Vernon Subutex, le retour. Ou plutôt, Despentes, le retour. Sur fond de nostalgie des années 90 (sexe, rock et drogue), le volume I dépeignait des individus qui se débattaient chacun dans leur coin, le volume II, lui, dénonce et propose.
Dans un premier tome, paru en janvier, Virginie Despentes écrivait l’histoire d’un disquaire, Vernon, qui avait dû fermer boutique à cause de la crise (numérisation de la musique). Expulsé de son appartement, il squattait chez d’anciens amis avant de se retrouver à la rue. L’intrigue continue. Mais plus de la même manière. Pour rappel, Alex Bleach, vieil ami de Vernon et chanteur populaire de rock, avait été retrouvé mort dans sa baignoire après une overdose.
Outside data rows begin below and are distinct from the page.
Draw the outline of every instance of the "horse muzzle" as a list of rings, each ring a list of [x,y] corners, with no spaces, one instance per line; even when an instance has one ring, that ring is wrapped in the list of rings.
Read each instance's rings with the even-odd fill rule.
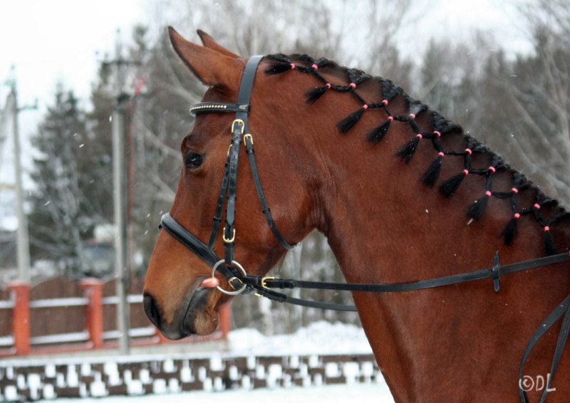
[[[195,284],[203,280],[200,278]],[[187,297],[183,299],[175,311],[170,322],[165,320],[164,307],[150,293],[143,298],[145,313],[150,322],[164,336],[170,340],[178,340],[190,335],[205,335],[213,333],[218,325],[218,314],[214,309],[212,288],[197,286],[190,288]]]

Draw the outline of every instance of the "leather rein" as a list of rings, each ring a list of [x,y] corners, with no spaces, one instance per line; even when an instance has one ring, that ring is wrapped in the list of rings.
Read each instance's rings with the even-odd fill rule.
[[[321,281],[304,281],[292,279],[275,278],[274,277],[261,276],[247,274],[243,266],[234,260],[234,247],[236,239],[235,207],[237,186],[237,172],[239,157],[239,147],[242,137],[245,145],[249,164],[252,168],[254,182],[257,195],[261,205],[261,211],[269,228],[279,243],[286,249],[292,249],[294,246],[289,244],[277,229],[267,200],[263,192],[257,164],[254,152],[254,140],[248,125],[248,115],[251,106],[249,99],[253,88],[255,73],[263,56],[252,56],[247,61],[238,92],[236,103],[201,102],[190,107],[190,113],[198,115],[210,112],[234,112],[235,119],[232,124],[232,140],[228,150],[224,176],[220,184],[216,210],[210,232],[208,244],[204,244],[182,224],[177,221],[170,214],[167,213],[160,219],[161,228],[168,232],[186,248],[196,254],[206,264],[212,268],[212,276],[219,271],[227,280],[234,291],[227,291],[218,286],[217,289],[225,294],[235,295],[241,293],[254,293],[258,296],[263,296],[281,303],[291,303],[302,306],[321,309],[356,311],[353,305],[346,305],[331,303],[323,303],[291,297],[283,293],[275,291],[274,288],[311,288],[322,290],[334,290],[342,291],[358,291],[373,293],[396,293],[432,288],[452,284],[458,284],[469,281],[492,278],[493,288],[498,292],[501,288],[500,277],[504,274],[517,273],[525,270],[543,267],[551,264],[570,261],[570,252],[559,253],[535,259],[500,266],[499,253],[494,256],[492,266],[473,271],[431,278],[408,283],[327,283]],[[222,213],[226,204],[225,222],[222,239],[224,245],[224,258],[219,258],[214,251],[214,244],[217,236],[219,226],[222,223]],[[533,334],[530,341],[523,353],[519,372],[519,395],[521,402],[527,403],[528,398],[523,387],[523,367],[524,362],[537,342],[548,332],[550,328],[564,316],[560,334],[556,342],[554,355],[550,370],[550,377],[544,387],[540,402],[546,399],[551,387],[551,379],[556,372],[558,364],[561,358],[566,346],[569,333],[570,333],[570,295],[559,304],[549,316],[541,323]]]

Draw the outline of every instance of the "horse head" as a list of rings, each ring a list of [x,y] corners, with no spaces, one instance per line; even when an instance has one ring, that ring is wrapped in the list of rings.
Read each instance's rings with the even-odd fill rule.
[[[202,31],[199,34],[203,46],[185,40],[170,28],[176,53],[192,73],[209,87],[202,102],[235,103],[246,60],[219,46],[207,34]],[[267,68],[269,63],[262,61],[257,70]],[[305,108],[299,94],[304,86],[296,86],[286,77],[279,78],[280,83],[276,86],[277,79],[255,75],[249,125],[272,220],[283,239],[294,244],[318,224],[318,205],[312,187],[318,174],[318,150],[311,147],[309,139],[304,141],[296,136],[294,141],[291,134],[299,130],[299,114],[287,114],[284,106],[296,103],[299,108]],[[271,119],[276,115],[280,115],[279,120]],[[231,150],[228,147],[233,147],[230,146],[233,120],[233,114],[199,114],[180,145],[182,166],[170,214],[204,242],[211,234],[220,183]],[[236,154],[242,160],[247,159],[244,146]],[[299,164],[300,160],[305,163]],[[285,249],[266,223],[252,168],[244,162],[239,167],[233,258],[247,268],[248,273],[263,275],[278,262]],[[225,219],[223,216],[220,218],[222,222]],[[213,240],[212,249],[219,256],[224,256],[224,240],[228,239],[223,236]],[[149,318],[166,337],[177,339],[189,334],[206,335],[216,329],[219,308],[231,297],[212,288],[212,283],[210,286],[202,286],[211,276],[209,265],[170,234],[160,232],[148,266],[144,305]],[[215,285],[232,290],[225,278],[219,273],[216,276]]]

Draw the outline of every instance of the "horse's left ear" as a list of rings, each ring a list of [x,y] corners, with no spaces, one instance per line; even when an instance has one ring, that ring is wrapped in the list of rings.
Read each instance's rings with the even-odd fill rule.
[[[226,55],[227,56],[234,58],[234,59],[239,58],[239,55],[237,55],[234,52],[226,49],[224,46],[214,41],[214,38],[212,36],[204,32],[202,30],[199,29],[196,32],[200,36],[200,39],[202,39],[202,44],[207,48],[209,48],[212,51],[216,51],[222,55]]]
[[[192,43],[172,26],[168,27],[168,33],[176,53],[202,83],[224,88],[239,86],[244,63],[237,57]]]

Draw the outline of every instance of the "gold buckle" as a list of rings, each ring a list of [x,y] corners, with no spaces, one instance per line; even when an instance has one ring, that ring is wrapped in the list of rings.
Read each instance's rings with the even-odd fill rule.
[[[242,133],[244,134],[244,130],[245,130],[245,123],[241,119],[236,119],[232,122],[232,132],[234,132],[234,126],[235,126],[236,123],[241,123],[242,124]]]
[[[261,287],[263,287],[264,288],[267,288],[267,286],[265,285],[265,281],[266,280],[275,280],[275,278],[274,277],[264,277],[263,278],[261,278]]]
[[[222,239],[223,239],[224,242],[225,242],[226,244],[231,244],[232,242],[235,241],[235,239],[236,239],[236,229],[235,228],[234,229],[234,233],[232,234],[232,239],[228,239],[227,238],[226,238],[226,234],[222,234]],[[239,280],[239,278],[238,278],[238,280]]]
[[[230,278],[229,280],[227,281],[227,283],[229,284],[229,286],[232,287],[232,288],[234,288],[234,290],[236,289],[236,288],[234,287],[234,285],[232,284],[232,281],[233,281],[234,280],[237,280],[238,281],[239,281],[239,283],[242,283],[242,286],[244,285],[244,282],[242,281],[241,280],[239,280],[239,278],[238,278],[237,277],[232,277],[232,278]],[[240,288],[243,288],[243,287],[240,287]]]

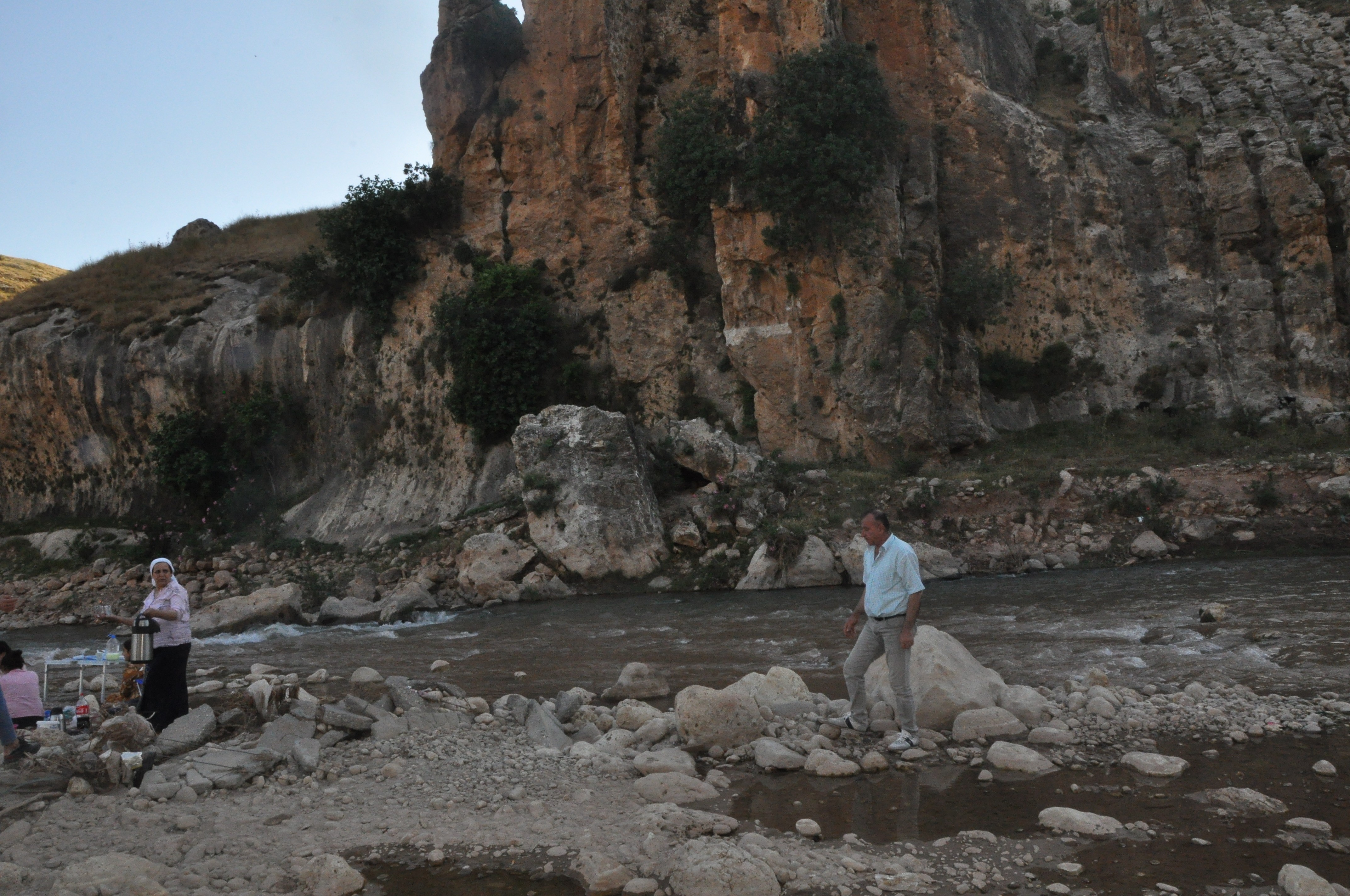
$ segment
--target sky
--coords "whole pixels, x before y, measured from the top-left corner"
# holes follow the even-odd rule
[[[77,267],[431,162],[435,36],[436,0],[4,0],[0,255]]]

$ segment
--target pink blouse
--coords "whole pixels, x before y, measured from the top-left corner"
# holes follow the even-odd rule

Avant de mourir, il avait laissé un testament vidéo que Vernon avait en sa possession et que tout le monde convoitait. Fil conducteur du volume I, cette traque à la vidéo poussait à qualifier l’oeuvre de Despentes de roman-polar. Aujourd’hui, le polar n’est plus, enlevons le, ce n’était qu’un prétexte. Un prétexte auparavant nécessaire dont le lecteur n’a plus besoin dans ce deuxième volume, Despentes parle, donne son avis sur la société française à travers tous ses personnages qu’elle incarne, et on écoute.
Femmes, hommes, trans, noir, blanc, vieux, jeune, riche, pauvre, les personnages de Despentes sont multiples. Mais chacun a quelque chose qui nous fait réagir, chacun porte en lui quelque chose que nous même portons. Jamais caricatural, toujours complexe. Le facho d’extrême droite n’est pas un abruti fini, il est aussi un enfant de prolo que la vie n’a pas épargné, la voilée n’est pas la soumise que certains imaginent, elle n’est pas la fille d’un père musulman mais d’un homme qui a voulu s’émanciper :
« À travers sa fille, Sélim récupère son statut d’enfant d’immigré : il est placé devant une double injonction réalisable. Il est écartelé. Il refuse d’accepter le choix d’Aïcha autant qu’il refuse de le condamner avec ceux qui n’ont pas subi ce qu’elle subit.
Il a aimé ce pays, à la folie. Son école, ses rues propres, son réseau ferroviaire, son orthographe impossible, ses vignobles, ses philosophes, sa littérature et ses institutions. Mais autour de lui, les Français n’habitent plus la France qui l’a enchanté. Ils souffrent. »
Despentes décrit des personnes que l’on croit tous connaître, des personnes à qui on s’attache et qui prennent une dimension nouvelle à chaque page. Certains désignent son œuvre comme une « photographie » du monde contemporain. Mais non, ce n’en est pas une. Une photo est figée, même si on y perçoit la vie. Ici les personnages évoluent avec tellement de fulgurance et de reliefs que la photo que l’on prendrait serait déjà obsolète au moment du clic. S’il faut vraiment se représenter le livre alors optons pour un puzzle dont chaque infiniment petit morceau sert une plus grande œuvre. Ensemble, tous ces morceaux forment le visage d’une France en crise d’identité parce qu’elle n’accepte plus la multitude de cette dernière.
Les contours du puzzle dessinent le territoire français mais en arrière-plan c’est le visage de Despentes que l’on devine. L’aura de l’écrivaine se retrouve dans chaque phrase, comme un personnage omniprésent que l’on n’aurait pas (plus) besoin de présenter. Et c’est ici la force de l’ouvrage. Dans chaque personnage, c’est Despentes que l’on entend parler. On dira « oui, elle a été disquaire à Lyon, elle doit s’inspirer de son expérience ! » mais elle est aussi cette fille voilée, cette pute, ce SDF qui gagne au loto mais qui refuse l’argent pour garder sa liberté, elle est cette jeune femme chiante que l’on croit sans relief, elle est tous ces personnages à la fois, au moins une partie d’eux.
Le style est moins nerveux, l’ambiance moins noire. Alors que chacun se battait isolément dans le volume un, les personnages se retrouvent dans le nouvel opus. Certains n’ont aucun point en commun, comme tous les individus de notre société, mais vivent ensemble avec bonheur, en communauté. Non, Despentes n’est pas du style à faire dans la niaiserie, c’est un vrai choix qu’elle nous propose : vivre en communauté, vivre ensemble sans haine, en acceptant les différences. Un message de tolérance qui inonde le tome II, comme un rêve dont Despentes n’a pas perdu espoir. Ce choix est-il vraiment la solution ? Le troisième tome, qui sortira en janvier 2016, répondra peut-être à la question.
Vernon Subutex 2, Virginie Despentes, Grasset, 489 p.